The Council also reiterated its support to the political leaders in ensuring the success of the trade deal, noting that AfCFTA is an opportunity for the pan-African private sector to build the continent through manufacturing, distribution, transportation, health eco-systems, among others.
“The AfCFTA gives us an opportunity to drive our agenda. For many years, the African business community has been individualistic in driving the continent’s agenda. It is an opportunity for us as the African Business Council to come together and support the implementation of the AfCFTA. We are a united voice, and we can do this together,” said Interim Chairperson of the AfBC, Dr. Amany Asfour.
“It is a new year, and new opportunities are emerging. As manufacturers, traders, farmers, transporters, shippers, Women Business Associations, and Youths, here is our time. Let us go out there and grab the opportunities. It is time to feed Africa through agriculture, manufacturing, and promoting value chains. It is only through a united voice that we can have a transformation in Africa,” added the Interim Vice-Chairperson, Dr. Ahmed Mansur.
On her part, the Secretary-General of the United Nations, Ms. Amina J. Mohammed, said: “The proliferation of Non-Tariff Barriers in Africa has often hindered intra-Africa trade. It is difficult to move cargo among African countries, and the online system on the Monitoring, Reporting and Elimination of Non-Tariff Barriers (www.tradebarriers.africa) will assist in the implementation of the AfCFTA.”
“As the African Export and Import Bank, we are ready to support the implementation of the AfCFTA, through the Pan-African Payments and Settlement System (PAPSS). The PAPSS is one of the greases that will oil the engines of the AfCFTA,” President and Chair of AFREXIMBANK, Professor Benedict Oramah, commented.

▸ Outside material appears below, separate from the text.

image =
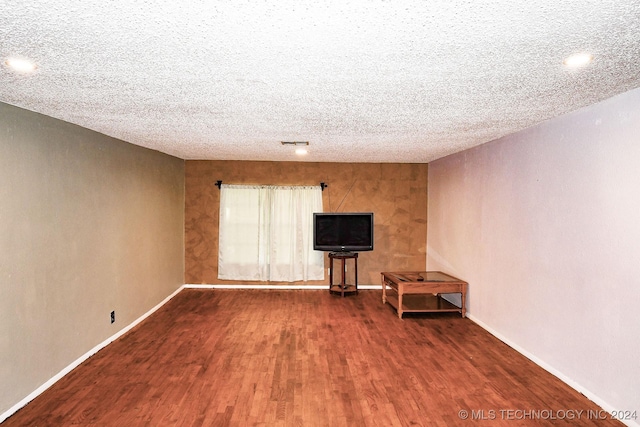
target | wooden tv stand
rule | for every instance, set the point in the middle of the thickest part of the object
(419, 291)
(343, 288)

“Reliable trade information is central to the implementation of the AfCFTA, and the African Trade Observatory is available for the Business community to make use of it. It will provide real-time market information on the AfCFTA, as well as assist policymakers in making informed decisions,” said Pamela Coke-Hamilton, Executive Director for the International Trade Centre.

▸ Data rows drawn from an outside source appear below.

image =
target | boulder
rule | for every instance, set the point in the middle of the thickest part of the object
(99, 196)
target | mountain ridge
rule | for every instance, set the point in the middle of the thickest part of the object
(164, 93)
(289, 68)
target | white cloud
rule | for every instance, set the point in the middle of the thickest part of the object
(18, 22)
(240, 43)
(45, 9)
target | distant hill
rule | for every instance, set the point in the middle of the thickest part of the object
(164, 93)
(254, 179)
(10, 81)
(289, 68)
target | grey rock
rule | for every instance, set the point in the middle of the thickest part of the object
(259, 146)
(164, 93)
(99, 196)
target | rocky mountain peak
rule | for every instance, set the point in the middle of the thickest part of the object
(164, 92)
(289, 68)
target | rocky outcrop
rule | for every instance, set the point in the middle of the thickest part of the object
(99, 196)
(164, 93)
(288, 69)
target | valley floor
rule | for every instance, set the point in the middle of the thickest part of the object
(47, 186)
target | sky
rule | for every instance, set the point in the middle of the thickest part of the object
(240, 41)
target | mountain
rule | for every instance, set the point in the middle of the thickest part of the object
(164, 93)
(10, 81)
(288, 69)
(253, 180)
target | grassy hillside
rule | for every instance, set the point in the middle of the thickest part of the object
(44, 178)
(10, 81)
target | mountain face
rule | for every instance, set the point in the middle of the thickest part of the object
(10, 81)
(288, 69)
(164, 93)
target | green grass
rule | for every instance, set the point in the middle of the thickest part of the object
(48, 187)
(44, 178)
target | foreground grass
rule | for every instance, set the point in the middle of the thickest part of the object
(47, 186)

“Promotion of cross border trading is central to the African Women Business Community. As ITC-SheTrades, the implementation of the AfCFTA should witness smooth cross border trade,” added Ms. Vanessa Erogbogbo, Head of ITC-SheTrade.
With the commencement of the start of trading, the AfBC noted that it is working earnestly to constitute greater support of the AfCFTA by the continental private sector while actively engaging African policymakers on any recommendations and concerns expressed by the sector. It is expected to hold its first general assembly in 2021.